A more likely explanation is the WMC and other big conservative groups consider Gableman too toxic and too vulnerable to attack ads. As one GOP insider told me, Gableman has probably gotten the message that the money won’t be there should he run for reelection. In short, even the conservative groups who helped elect him realize Gableman is too ethically stained to stand before the electorate.
So far all media accounts have suggested Gableman will serve out his full term. For Republicans a far better scenario is that Gableman resigns now so Walker can appoint a replacement who can then run as an incumbent. Odds are that conservative insiders will be leaning on some law firm to offer Gableman a huge salary so he can quit early.

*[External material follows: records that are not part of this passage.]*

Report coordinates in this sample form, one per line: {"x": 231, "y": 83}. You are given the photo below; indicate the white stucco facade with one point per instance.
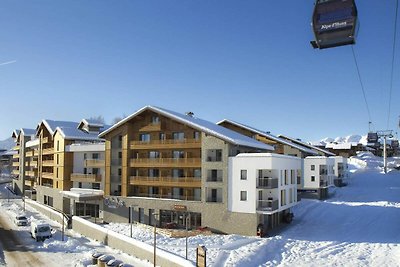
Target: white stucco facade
{"x": 263, "y": 183}
{"x": 318, "y": 172}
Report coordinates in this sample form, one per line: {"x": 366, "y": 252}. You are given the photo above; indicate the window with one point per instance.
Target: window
{"x": 243, "y": 195}
{"x": 154, "y": 173}
{"x": 243, "y": 174}
{"x": 144, "y": 137}
{"x": 155, "y": 120}
{"x": 197, "y": 173}
{"x": 176, "y": 173}
{"x": 154, "y": 154}
{"x": 178, "y": 135}
{"x": 178, "y": 154}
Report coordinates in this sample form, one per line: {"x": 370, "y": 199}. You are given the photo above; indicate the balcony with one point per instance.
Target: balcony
{"x": 267, "y": 183}
{"x": 267, "y": 205}
{"x": 187, "y": 198}
{"x": 152, "y": 127}
{"x": 48, "y": 163}
{"x": 47, "y": 175}
{"x": 166, "y": 181}
{"x": 86, "y": 178}
{"x": 166, "y": 144}
{"x": 46, "y": 140}
{"x": 48, "y": 151}
{"x": 31, "y": 173}
{"x": 166, "y": 162}
{"x": 94, "y": 163}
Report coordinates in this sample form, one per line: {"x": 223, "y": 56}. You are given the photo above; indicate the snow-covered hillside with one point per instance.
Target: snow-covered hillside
{"x": 357, "y": 226}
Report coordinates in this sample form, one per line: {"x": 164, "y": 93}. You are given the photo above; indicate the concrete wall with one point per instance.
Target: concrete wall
{"x": 127, "y": 244}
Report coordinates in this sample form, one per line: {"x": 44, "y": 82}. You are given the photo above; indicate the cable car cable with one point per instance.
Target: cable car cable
{"x": 393, "y": 57}
{"x": 361, "y": 83}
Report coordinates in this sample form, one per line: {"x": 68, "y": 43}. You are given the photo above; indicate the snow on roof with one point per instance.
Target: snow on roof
{"x": 269, "y": 136}
{"x": 201, "y": 125}
{"x": 76, "y": 134}
{"x": 326, "y": 152}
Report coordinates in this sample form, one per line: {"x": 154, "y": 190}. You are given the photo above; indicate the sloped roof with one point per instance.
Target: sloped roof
{"x": 326, "y": 152}
{"x": 269, "y": 136}
{"x": 199, "y": 124}
{"x": 51, "y": 125}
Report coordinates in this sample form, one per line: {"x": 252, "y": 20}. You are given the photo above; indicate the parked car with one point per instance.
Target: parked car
{"x": 40, "y": 231}
{"x": 21, "y": 220}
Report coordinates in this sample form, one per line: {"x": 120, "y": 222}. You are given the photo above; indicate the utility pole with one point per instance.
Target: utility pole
{"x": 385, "y": 134}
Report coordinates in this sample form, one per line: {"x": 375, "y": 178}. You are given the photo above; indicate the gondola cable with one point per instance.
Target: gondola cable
{"x": 393, "y": 57}
{"x": 361, "y": 84}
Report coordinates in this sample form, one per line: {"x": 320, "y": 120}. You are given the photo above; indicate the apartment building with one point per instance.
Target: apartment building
{"x": 340, "y": 171}
{"x": 318, "y": 176}
{"x": 21, "y": 161}
{"x": 175, "y": 166}
{"x": 264, "y": 186}
{"x": 320, "y": 151}
{"x": 58, "y": 140}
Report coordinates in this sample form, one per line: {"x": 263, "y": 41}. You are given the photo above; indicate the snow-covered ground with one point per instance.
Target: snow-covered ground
{"x": 357, "y": 226}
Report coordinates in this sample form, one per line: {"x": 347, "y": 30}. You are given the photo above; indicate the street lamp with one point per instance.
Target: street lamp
{"x": 155, "y": 229}
{"x": 131, "y": 216}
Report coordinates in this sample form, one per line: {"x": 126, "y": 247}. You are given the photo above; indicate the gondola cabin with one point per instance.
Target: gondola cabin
{"x": 372, "y": 137}
{"x": 334, "y": 23}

As for who Walker might appoint, I’m told that former Republican legislator and state Court of Appeals Judge Mark Gundrum is a possible choice. Another possibility is state Court of Appeals Judge Brian Hagedorn, who served for several years as Gov. Walker’s chief legal counsel. Two other possibilities are Ellen Nowak, chair of the state Public Service Commission, and Milwaukee attorney Michael Brennan, a former circuit court judge, who has chaired Walker’s judicial selection advisory committee.
All four are conservatives and all four have never run for state-wide office. But whatever their relative strengths, one thing is clear: they are beacons of ethical purity compared to Gableman.